Por expresarlo simplemente, si no has renunciado a los placeres mundanos, como el último objetivo de la vida, o, si continúas creyendo que los placeres mundanos son el objetivo de la vida (comer, beber y ser feliz), Sri Krishna dice que esto tendrá consecuencias, no sólo en esta vida, sino también en la siguiente.
Por otro lado, na tu sannyasinam kvacit para aquellos que tienen la actitud de renunciación, que han despertado de la ilusión de considerar que a través de los placeres mundanos van a encontrar una perfecta paz y contento, ellos no sufrirán las consecuencias.
Hay algo un poco oscuro aquí. La idea de despertar de la ignorancia. La ignorancia basada en el pensamiento convencional de que todo lo que hay que hacer es conseguir más, hacer más, disfrutar más, y haciendo esto cumpliré el propósito de mi vida.
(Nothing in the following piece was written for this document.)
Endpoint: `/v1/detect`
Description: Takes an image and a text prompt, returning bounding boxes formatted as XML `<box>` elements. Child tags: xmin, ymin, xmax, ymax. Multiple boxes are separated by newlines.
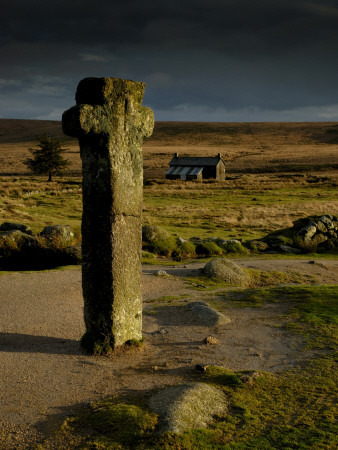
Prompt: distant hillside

Esa perspectiva está basada en la ignorancia.
Podemos hablar metafóricamente de despertar de esa visión del mundo defectuosa, despertar a una más elevada realidad. Y la razón para esta metáfora es esta: Imagina que estás soñando y en tu sueño matas a alguien y sientes la carga de tu terrible acto, y luego te despiertas. Y al despertar, te sientes liberado de ese karma del sueño. Esto es lo que Sri Krishna está insinuando aquí. Puedes liberarte de este karma mundano, de las consecuencias del karma mundano, despertando de la ilusión de que puedes conseguir una paz y felicidad duradera persiguiendo todos esos objetivos mundanos. Despertar de esa ilusión te liberará de las consecuencias kármicas.